# dairy goat herd?



## motherof5boys1girl (Aug 3, 2009)

hi!
i am thinking forward a bit, but i am wondering how you get together a decent herd of dairy goats? are alpines the best? 
how would one get started?

since we are going to have tons of room among other things, i would like to do this because we all love goat milk here.


----------



## KW Farms (Jun 21, 2008)

I don't think there are a "best" milking breed of goat. Each breed is different and some breeds fit the breeders liking, reasons, etc. better than another breed. I think Alpines, Nubians, Lamanchas, and some others have about equal milking ability. I think it really depends on the bloodlines and stuff in each breed not just the breed itself.

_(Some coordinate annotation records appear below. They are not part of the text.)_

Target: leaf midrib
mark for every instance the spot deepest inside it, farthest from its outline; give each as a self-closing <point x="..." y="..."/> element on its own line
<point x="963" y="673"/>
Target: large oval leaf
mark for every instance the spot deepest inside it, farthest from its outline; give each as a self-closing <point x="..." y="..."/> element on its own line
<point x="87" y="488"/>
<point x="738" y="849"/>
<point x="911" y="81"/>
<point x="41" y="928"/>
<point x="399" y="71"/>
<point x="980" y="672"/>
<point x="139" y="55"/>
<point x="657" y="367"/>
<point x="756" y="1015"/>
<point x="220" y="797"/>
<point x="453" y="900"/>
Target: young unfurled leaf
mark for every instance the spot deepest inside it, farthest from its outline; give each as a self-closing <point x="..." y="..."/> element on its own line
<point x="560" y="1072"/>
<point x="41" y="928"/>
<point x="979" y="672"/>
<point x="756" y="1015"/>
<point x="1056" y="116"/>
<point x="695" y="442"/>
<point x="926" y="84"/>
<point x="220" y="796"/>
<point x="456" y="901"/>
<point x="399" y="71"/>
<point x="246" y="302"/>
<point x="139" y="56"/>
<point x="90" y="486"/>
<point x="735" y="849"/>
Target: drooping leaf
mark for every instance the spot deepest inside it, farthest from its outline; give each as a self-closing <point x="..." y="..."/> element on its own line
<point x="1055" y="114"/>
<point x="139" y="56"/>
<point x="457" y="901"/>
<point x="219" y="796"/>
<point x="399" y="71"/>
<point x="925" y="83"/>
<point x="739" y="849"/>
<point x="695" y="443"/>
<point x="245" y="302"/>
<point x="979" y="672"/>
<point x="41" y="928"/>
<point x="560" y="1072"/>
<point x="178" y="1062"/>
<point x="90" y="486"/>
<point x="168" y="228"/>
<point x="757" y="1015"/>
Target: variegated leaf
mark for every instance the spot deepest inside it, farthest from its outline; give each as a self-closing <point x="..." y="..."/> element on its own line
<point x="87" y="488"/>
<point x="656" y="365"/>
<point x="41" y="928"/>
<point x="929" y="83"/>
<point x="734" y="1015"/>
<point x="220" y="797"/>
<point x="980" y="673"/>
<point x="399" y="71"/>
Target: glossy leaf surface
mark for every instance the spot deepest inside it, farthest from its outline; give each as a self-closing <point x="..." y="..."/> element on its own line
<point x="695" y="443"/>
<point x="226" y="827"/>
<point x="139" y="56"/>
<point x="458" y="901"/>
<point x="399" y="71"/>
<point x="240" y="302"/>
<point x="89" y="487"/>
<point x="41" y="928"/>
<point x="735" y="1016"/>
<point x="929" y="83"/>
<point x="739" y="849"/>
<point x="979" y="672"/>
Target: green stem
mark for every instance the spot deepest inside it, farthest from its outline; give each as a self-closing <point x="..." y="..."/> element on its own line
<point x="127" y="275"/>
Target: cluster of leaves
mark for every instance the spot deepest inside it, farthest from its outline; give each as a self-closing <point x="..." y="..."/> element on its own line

If you are wanting to start with the very best goats. I recommend doing A LOT of research on breeders. Check out websites, show wins, etc. try and visit the herds you're interested in. Also look at the dam's of the goats you are wanting for starting your herd. Make sure they have the type of udder you want or close to it. And make sure they are CAE, CL, and Johnes negative when buying.


----------



## motherof5boys1girl (Aug 3, 2009)

thanks for the advice!
i just want an attractive goat that will give me a decent amount of milk..i am not too worried about an award winning girl, just one that can produce fairly well.


----------



## KW Farms (Jun 21, 2008)

No problem. :wink: 

Well...whatever breed appeals to your liking that's what i'd go for. If you like Alpines then i'd definately try to find a breeder to have a mentor and go from there.


----------



## StaceyRosado (Oct 5, 2007)

well you may not want the best of the best but do buy from a reputable breeder. One that you can see what kind of kids they are producing adn ask how well the mom milked. You want the doe you purchase to be a good milker as you have to feed them basically the same and you get less milk.

Find a breed you like that is marketable in your area -- find other breeders in your area and see how they do selling their kids or not. It really helps to have a network of people helping eachother.


----------



## motherof5boys1girl (Aug 3, 2009)

oh definitely. i have learned a lot from just reading on here..i wouldve never known about all the different things you are supposed to look for in a goat.


----------



## sparks879 (Oct 17, 2007)

All very good advice. the only thing i feel that i need to add is get the best you can afford. You may not want show quality but a doe that is put together well (show) is going to hold up longer. even if youre not showing i feel papers are important, they can show milk recods and such of relitives. All useful tools when looking at production. no matter what breed you choose. If you do get show quality you can market the kids at show people.
beth


----------



## motherof5boys1girl (Aug 3, 2009)

that is very good to know. i wouldn't have thought about that.
you learn something new every day i guess!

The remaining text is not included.